DOI Documentation Status

DoubletDetection is a Python3 package to detect doublets (technical errors) in single-cell RNA-seq count matrices.

Installing DoubletDetection

git clone https://github.com/JonathanShor/DoubletDetection.git
cd DoubletDetection
pip3 install .

If you are using pipenv as your virtual environment, it may struggle installing from the setup.py due to our custom Phenograph requirement. If so, try the following in the cloned repo:

pipenv run pip3 install .

Running DoubletDetection

To run basic doublet classification:

import doubletdetection
clf = doubletdetection.BoostClassifier()
# raw_counts is a cells by genes count matrix
labels = clf.fit(raw_counts).predict()
  • raw_counts is a scRNA-seq count matrix (cells by genes), and is array-like
  • labels is a 1-dimensional numpy ndarray with the value 1 representing a detected doublet, 0 a singlet, and np.nan an ambiguous cell.

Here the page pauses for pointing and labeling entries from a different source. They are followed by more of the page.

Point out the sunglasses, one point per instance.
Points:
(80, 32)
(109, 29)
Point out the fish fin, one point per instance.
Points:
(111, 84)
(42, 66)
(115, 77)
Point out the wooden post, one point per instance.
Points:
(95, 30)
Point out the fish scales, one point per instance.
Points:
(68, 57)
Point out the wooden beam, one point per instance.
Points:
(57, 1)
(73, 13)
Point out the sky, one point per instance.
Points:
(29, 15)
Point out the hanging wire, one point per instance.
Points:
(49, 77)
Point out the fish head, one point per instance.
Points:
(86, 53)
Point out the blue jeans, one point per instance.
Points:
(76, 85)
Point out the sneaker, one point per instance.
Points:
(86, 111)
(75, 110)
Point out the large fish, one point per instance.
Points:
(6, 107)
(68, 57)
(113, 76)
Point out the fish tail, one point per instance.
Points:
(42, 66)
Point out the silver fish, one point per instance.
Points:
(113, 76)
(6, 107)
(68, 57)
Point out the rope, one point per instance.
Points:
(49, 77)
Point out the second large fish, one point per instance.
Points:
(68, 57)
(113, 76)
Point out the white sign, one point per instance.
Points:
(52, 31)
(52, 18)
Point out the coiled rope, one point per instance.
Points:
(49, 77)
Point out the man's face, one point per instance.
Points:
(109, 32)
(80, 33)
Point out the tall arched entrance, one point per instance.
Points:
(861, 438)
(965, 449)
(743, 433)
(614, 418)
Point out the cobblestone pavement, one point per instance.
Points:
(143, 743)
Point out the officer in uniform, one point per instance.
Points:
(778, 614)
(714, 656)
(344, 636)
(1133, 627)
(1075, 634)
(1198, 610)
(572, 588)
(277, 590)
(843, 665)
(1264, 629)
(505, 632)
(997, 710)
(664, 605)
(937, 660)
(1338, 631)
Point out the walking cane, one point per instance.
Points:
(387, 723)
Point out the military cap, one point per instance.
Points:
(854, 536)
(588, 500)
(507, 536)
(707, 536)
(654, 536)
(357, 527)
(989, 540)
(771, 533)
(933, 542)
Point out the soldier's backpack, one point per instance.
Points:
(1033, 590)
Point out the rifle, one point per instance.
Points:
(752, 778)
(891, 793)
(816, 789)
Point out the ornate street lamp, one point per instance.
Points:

The classifier works best when

  • There are several cell types present in the data
  • It is applied individually to each run in an aggregated count matrix

In v2.5 we have added a new experimental clustering method (scanpy's Louvain clustering) that is much faster than phenograph. We are still validating results from this new clustering. Please see the notebook below for an example of using this new feature.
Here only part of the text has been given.